SSRF - Portswigger Lab Walk through | Shahul Hameed
What is SSRF?
Server-Side Request Forgery (SSRF) refers to an attack, wherein an attacker can send a crafted request from a vulnerable web application. SSRF is mainly used to target internal systems behind WAF (web application firewall), that are unreachable to an attacker from the external network. Additionally, it’s also possible for an attacker to mark SSRF, for accessing services from the same server that is listening on the loopback interface address called (127.0.0.1).

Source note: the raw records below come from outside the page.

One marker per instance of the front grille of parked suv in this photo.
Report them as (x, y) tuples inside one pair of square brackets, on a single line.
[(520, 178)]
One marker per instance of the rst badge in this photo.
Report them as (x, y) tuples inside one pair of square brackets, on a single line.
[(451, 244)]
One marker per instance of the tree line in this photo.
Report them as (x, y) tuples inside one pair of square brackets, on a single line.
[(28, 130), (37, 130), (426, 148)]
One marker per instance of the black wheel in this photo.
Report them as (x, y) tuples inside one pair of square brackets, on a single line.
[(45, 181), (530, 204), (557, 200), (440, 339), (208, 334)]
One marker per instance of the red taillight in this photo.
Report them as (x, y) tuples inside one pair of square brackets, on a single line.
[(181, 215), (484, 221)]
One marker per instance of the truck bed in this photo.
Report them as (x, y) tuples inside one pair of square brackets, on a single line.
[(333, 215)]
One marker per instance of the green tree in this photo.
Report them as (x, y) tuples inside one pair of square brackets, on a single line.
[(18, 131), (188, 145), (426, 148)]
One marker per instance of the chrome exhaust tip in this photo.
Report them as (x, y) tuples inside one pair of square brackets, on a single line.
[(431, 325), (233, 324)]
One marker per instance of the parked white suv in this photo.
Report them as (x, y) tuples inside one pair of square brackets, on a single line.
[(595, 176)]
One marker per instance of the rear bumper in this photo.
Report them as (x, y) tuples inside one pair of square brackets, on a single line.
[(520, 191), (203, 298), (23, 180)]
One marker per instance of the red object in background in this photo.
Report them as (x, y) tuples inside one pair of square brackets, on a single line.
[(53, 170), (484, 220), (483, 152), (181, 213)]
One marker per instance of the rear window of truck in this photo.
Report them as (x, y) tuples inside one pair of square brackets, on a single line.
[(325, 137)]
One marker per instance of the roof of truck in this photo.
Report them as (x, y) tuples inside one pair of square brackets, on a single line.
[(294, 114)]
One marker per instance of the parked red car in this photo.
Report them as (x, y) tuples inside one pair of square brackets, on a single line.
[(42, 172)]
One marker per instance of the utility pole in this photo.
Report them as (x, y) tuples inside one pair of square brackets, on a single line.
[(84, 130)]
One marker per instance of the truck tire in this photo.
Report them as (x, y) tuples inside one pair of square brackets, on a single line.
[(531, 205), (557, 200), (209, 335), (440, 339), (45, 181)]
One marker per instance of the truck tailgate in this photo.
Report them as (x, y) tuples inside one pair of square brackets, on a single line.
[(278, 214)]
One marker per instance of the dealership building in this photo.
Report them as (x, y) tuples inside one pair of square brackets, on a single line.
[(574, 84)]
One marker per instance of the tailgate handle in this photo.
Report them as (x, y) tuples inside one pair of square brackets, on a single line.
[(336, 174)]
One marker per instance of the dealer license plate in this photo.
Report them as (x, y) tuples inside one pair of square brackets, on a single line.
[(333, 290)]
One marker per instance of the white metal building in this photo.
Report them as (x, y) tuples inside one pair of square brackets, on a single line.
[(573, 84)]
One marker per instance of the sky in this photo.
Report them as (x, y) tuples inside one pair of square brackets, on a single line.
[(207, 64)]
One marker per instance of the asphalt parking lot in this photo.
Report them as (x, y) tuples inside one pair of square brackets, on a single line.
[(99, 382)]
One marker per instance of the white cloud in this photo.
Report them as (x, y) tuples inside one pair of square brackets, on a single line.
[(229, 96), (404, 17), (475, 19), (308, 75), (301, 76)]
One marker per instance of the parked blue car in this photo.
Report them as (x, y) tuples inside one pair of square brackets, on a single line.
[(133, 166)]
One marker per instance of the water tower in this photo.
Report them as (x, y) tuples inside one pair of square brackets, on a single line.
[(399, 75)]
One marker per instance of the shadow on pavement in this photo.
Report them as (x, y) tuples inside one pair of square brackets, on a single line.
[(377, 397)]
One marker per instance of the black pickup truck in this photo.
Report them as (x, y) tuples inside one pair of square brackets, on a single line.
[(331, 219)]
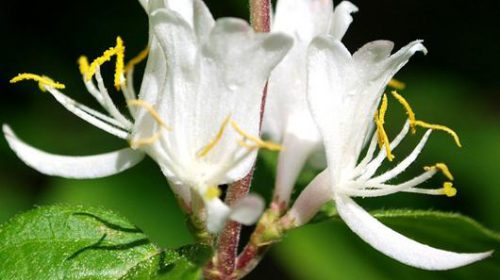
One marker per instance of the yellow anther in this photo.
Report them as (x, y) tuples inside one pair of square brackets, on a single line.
[(383, 109), (409, 110), (259, 143), (383, 139), (396, 84), (205, 150), (83, 64), (212, 192), (441, 167), (135, 144), (136, 60), (440, 127), (43, 81), (449, 190), (119, 51), (154, 114), (120, 62)]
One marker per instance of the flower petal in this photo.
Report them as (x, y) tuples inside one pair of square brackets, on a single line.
[(80, 167), (342, 19), (203, 20), (144, 3), (328, 75), (290, 162), (311, 199), (183, 9), (247, 210), (236, 64), (314, 18), (398, 246)]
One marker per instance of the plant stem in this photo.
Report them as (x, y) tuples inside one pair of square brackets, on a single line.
[(223, 265), (260, 15)]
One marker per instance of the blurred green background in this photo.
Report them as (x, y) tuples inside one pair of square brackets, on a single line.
[(455, 84)]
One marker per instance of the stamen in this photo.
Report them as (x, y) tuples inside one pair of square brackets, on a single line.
[(120, 62), (118, 51), (43, 81), (212, 192), (259, 143), (135, 144), (205, 150), (441, 167), (396, 84), (150, 109), (383, 139), (409, 110), (440, 127), (449, 190), (136, 60), (83, 64)]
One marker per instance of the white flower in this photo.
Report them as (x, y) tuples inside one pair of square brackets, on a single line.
[(344, 91), (197, 113), (287, 118)]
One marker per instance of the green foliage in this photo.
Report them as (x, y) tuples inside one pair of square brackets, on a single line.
[(338, 253), (68, 242)]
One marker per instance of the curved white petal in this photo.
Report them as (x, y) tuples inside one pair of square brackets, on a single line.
[(311, 199), (247, 210), (328, 75), (203, 20), (397, 246), (144, 4), (303, 19), (341, 19), (80, 167), (291, 160), (230, 67)]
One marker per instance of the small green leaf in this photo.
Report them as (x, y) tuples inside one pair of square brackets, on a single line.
[(74, 242)]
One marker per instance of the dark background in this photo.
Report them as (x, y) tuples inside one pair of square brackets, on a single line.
[(457, 84)]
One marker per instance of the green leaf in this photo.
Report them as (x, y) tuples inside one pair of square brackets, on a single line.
[(335, 252), (74, 242)]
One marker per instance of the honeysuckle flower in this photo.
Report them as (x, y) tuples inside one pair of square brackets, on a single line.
[(197, 113), (287, 118), (344, 91)]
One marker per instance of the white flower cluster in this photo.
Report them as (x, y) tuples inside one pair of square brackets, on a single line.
[(198, 114)]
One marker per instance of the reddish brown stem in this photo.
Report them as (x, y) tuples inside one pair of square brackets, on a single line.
[(259, 15), (223, 265)]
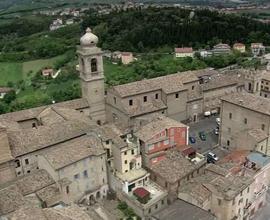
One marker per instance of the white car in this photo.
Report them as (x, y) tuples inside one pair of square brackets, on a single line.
[(212, 156), (218, 121)]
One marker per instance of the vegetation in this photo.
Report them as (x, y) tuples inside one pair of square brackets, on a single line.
[(27, 46), (128, 212)]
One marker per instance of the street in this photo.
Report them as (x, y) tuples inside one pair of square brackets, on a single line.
[(264, 212)]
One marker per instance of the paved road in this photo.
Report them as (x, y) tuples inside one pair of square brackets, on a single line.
[(264, 212), (207, 125)]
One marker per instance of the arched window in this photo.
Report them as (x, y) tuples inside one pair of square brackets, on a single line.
[(82, 64), (93, 65)]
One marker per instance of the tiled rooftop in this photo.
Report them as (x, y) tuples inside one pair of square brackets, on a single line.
[(249, 101)]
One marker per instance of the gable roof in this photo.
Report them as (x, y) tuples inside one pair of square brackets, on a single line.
[(168, 84), (157, 125)]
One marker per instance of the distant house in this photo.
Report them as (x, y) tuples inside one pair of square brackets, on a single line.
[(47, 72), (205, 53), (220, 49), (183, 52), (257, 49), (4, 91), (239, 47), (58, 23), (127, 57)]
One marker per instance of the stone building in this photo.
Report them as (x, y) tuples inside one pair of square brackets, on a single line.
[(265, 85), (159, 135), (177, 96), (92, 75), (220, 192), (245, 115)]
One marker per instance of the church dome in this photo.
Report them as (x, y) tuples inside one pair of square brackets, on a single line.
[(88, 39)]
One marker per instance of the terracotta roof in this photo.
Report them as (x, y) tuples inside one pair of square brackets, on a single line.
[(168, 84), (157, 125), (28, 140), (33, 112), (141, 192), (256, 45), (74, 150), (5, 89), (249, 101), (173, 167), (237, 45), (218, 81), (12, 193), (149, 107), (183, 50)]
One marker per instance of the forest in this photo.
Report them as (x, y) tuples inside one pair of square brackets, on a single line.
[(143, 30)]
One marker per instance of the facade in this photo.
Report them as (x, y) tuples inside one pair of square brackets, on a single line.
[(183, 52), (265, 85), (239, 47), (245, 115), (127, 58), (83, 168), (220, 49), (92, 75), (220, 192), (174, 171), (177, 96), (159, 135)]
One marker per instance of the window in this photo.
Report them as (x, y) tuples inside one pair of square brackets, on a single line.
[(26, 161), (18, 164), (145, 98), (85, 174), (76, 176), (93, 65), (166, 184)]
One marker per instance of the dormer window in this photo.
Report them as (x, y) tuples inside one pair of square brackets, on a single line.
[(93, 65)]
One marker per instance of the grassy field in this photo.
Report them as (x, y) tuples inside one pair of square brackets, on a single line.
[(34, 66), (15, 72), (10, 72)]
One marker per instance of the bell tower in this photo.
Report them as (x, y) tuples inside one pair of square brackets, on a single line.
[(91, 75)]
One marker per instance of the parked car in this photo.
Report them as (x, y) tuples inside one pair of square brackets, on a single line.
[(216, 131), (218, 121), (212, 158), (192, 140), (202, 136)]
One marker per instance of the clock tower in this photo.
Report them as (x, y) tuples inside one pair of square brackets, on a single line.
[(91, 75)]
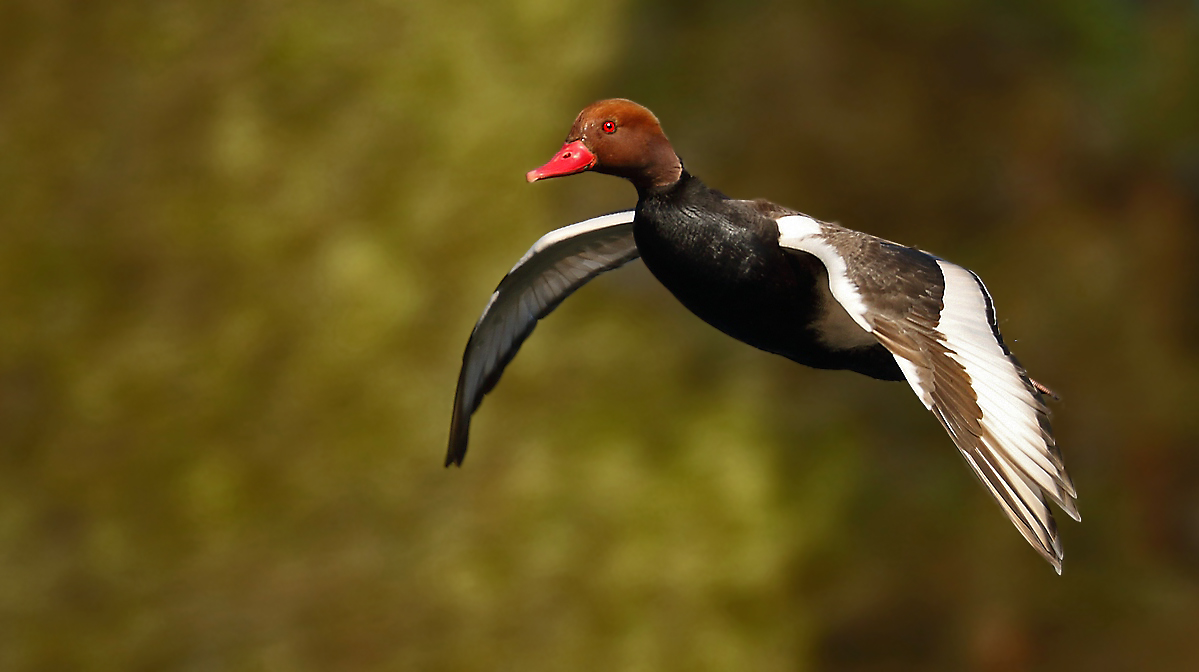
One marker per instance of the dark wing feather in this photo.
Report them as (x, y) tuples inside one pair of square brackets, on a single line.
[(939, 323), (556, 265)]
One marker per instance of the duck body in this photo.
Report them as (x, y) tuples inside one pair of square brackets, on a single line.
[(721, 258), (813, 292)]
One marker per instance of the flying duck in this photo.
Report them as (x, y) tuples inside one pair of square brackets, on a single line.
[(813, 292)]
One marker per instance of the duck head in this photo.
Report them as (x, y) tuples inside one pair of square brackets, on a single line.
[(615, 137)]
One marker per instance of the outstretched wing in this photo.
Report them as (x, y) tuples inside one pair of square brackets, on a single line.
[(938, 322), (558, 264)]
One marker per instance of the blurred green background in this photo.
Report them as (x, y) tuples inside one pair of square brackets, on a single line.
[(242, 245)]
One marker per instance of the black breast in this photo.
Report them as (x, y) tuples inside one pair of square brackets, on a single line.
[(721, 258)]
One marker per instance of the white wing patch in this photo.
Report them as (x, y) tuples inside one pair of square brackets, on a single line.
[(1008, 411), (800, 232)]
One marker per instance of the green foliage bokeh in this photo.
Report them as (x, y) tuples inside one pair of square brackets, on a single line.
[(242, 245)]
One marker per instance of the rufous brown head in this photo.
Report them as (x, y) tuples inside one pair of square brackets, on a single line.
[(616, 137)]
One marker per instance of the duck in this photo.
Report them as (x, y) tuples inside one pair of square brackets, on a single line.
[(809, 291)]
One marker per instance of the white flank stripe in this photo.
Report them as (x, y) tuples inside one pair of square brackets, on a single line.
[(803, 233), (1006, 405)]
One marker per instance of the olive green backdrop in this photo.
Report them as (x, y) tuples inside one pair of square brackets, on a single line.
[(242, 245)]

Server Side Request Forgery (SSRF) occurs when a web application is making a request, where an attacker has full or partial control of the claim that is sent. A typical example is when an attacker can control all, or a part of the URL to which the web application makes a request to some third-party services. Here, I had captured the parameter of file= URL, and I’ve tried to perform this server-side forgery attack.
POC
Browse to
/admin
and observe that you can't directly access the admin page.We walk through overall the application request and responses using the burp suite tool.
We found a stockAPI variable with contains an external third-party URL encoded as shown in the below screenshot. Since we are trying to inject some other URLs, ports, or IP addresses (RCE & LFI ) into the value.
Here we receive an internal server error response for the given URL in the below screenshot.
We found some sensitive paths such as admin in the response.
We entered the path of admin along with reviewing the response and we successfully found the path to delete the user account as shown in the below screenshots.
Finally, We have successfully deleted the account as shown in the below screenshot.
- Generic error messages should be displayed to every client, as unhandled responses might end up revealing sensitive information or data leakage about the server when any other raw response or different parameter is used.
- URL schemes other than HTTP and HTTPS should be blacklisted. Instead, these two mentioned protocols should be whitelisted thereby blocking different schemes which are not in use like file:///, direct://, feed://, touch:// and FTP://, which might prove to be dangerous for SSRF.